Com a ideia de apoiar o Ministério da Saúde no desenvolvimento de um sistema próprio, nós revisamos em grande detalhe alguns dos principais e mais consolidados sistemas de alerta para ondas de calor e saúde. A partir da leitura dos documentos diretamente ou de artigos que falam sobre esses documentos, construímos os infográficos abaixo resumindo nossos principais achados.
Após essa primeira revisão mais detalhada, com o decorrer do nosso projeto, atualizamos a revisão para englobar novos sistemas que foram elaboados em 2025. Você pode ver uma síntese do que descobrimos no mapa e nas figuras abaixo!
Sem dúvidas a Índia é o pais de maior destaque no que diz respeito a sistemas de alerta de ondas de calor e saúde, com 23 documentos identificados.
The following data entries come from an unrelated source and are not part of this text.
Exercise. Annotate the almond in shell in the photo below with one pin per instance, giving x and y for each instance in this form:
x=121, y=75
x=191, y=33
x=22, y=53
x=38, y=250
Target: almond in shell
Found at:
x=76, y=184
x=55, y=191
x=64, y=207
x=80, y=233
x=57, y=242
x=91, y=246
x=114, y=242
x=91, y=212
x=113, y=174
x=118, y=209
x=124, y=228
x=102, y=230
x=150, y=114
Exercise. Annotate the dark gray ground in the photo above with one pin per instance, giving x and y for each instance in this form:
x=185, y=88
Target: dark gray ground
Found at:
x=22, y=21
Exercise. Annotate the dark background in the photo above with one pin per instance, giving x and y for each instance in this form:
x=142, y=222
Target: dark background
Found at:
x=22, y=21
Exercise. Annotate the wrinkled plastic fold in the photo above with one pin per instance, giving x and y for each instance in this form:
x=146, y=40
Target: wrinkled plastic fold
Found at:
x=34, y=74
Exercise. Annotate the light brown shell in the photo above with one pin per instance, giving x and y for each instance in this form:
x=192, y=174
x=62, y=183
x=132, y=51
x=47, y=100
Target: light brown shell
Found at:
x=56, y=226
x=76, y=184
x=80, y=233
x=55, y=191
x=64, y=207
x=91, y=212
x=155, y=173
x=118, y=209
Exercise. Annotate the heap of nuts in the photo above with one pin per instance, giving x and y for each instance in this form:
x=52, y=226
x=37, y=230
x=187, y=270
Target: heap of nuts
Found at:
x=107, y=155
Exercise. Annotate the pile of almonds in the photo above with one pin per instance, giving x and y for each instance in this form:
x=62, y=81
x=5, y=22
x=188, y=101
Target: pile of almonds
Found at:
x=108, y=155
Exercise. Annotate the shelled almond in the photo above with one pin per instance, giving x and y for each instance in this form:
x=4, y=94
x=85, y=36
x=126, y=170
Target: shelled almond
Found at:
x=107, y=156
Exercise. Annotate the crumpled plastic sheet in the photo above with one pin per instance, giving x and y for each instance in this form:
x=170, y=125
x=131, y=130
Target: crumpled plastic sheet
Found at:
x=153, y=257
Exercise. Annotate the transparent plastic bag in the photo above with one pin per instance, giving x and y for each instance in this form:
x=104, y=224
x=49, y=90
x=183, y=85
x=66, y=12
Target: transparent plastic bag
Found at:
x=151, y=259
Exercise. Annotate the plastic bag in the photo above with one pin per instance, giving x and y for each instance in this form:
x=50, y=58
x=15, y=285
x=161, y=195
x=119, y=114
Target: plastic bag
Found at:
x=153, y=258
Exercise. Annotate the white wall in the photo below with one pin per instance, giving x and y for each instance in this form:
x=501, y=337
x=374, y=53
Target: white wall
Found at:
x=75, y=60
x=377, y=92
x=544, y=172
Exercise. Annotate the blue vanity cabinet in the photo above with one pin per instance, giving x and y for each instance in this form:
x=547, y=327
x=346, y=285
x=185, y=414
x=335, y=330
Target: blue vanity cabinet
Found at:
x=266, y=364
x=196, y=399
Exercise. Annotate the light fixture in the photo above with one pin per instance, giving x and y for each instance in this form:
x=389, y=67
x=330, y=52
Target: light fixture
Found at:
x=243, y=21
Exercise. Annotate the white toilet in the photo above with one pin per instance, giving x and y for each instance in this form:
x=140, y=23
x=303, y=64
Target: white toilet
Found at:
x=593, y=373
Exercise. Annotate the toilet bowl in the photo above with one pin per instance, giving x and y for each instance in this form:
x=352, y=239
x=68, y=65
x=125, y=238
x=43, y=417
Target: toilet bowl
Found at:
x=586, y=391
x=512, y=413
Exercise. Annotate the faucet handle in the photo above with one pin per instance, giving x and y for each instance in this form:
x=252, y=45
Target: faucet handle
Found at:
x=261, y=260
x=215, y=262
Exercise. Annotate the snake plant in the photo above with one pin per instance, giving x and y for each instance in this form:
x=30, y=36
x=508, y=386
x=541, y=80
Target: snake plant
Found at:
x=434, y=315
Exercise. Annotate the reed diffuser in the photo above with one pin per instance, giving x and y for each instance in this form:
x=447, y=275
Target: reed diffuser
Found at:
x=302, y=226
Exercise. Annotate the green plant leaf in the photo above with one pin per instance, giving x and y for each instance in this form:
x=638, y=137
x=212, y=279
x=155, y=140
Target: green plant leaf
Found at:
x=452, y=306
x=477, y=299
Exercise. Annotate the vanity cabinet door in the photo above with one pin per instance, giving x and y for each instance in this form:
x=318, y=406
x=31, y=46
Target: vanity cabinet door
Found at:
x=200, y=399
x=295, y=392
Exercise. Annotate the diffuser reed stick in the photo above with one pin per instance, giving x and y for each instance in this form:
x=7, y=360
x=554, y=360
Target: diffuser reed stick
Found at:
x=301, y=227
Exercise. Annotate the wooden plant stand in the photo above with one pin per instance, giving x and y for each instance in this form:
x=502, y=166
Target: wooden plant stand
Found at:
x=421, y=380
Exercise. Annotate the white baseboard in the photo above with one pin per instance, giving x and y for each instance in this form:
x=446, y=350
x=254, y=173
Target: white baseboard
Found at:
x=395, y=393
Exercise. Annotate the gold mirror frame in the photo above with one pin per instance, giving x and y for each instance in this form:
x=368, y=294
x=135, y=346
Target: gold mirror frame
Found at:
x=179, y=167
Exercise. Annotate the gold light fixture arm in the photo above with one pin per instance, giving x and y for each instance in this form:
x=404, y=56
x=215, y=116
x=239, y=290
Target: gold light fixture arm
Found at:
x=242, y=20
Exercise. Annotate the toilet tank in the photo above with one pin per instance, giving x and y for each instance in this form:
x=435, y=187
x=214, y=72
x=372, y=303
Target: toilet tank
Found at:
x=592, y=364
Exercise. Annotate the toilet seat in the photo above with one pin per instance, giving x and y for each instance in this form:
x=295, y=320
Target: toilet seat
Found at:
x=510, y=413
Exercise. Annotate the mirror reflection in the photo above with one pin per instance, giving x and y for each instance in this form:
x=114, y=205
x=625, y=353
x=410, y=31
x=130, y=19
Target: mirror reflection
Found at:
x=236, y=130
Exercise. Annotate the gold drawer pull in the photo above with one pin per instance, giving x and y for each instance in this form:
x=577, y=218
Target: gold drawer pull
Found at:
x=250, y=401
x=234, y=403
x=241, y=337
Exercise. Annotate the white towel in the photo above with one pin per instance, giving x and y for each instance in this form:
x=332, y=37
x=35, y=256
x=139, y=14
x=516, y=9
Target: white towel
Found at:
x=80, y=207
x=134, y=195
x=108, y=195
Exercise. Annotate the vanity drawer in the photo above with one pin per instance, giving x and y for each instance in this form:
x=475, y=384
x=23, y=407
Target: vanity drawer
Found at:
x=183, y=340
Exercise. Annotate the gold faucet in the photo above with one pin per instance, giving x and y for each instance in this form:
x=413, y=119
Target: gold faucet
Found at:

Isso é fruto de um esforço do governo nacional em conjunto com os estaduais de desenvolver plano s de ação espacíficos para cada localidade. No Brasil também identificamos dois planos locais, para os municípios do Rio de Janeiro e de São paulo. Há também o Plano Clima nacional, mas esse documento não entrou na nossa revisão. Nos Estados Unidos também identificam-se esforços locais de criação de documentos, promovidos por agências e governos estadutais e/ou municipais. Outros países como Austrália, Canadá, Espanha e Portugal possuem mais de um documento, mas a maioria possui apenas um plano nacional. Para acessar links e mais informações dos documentos que analisamos, você pode clicar aqui!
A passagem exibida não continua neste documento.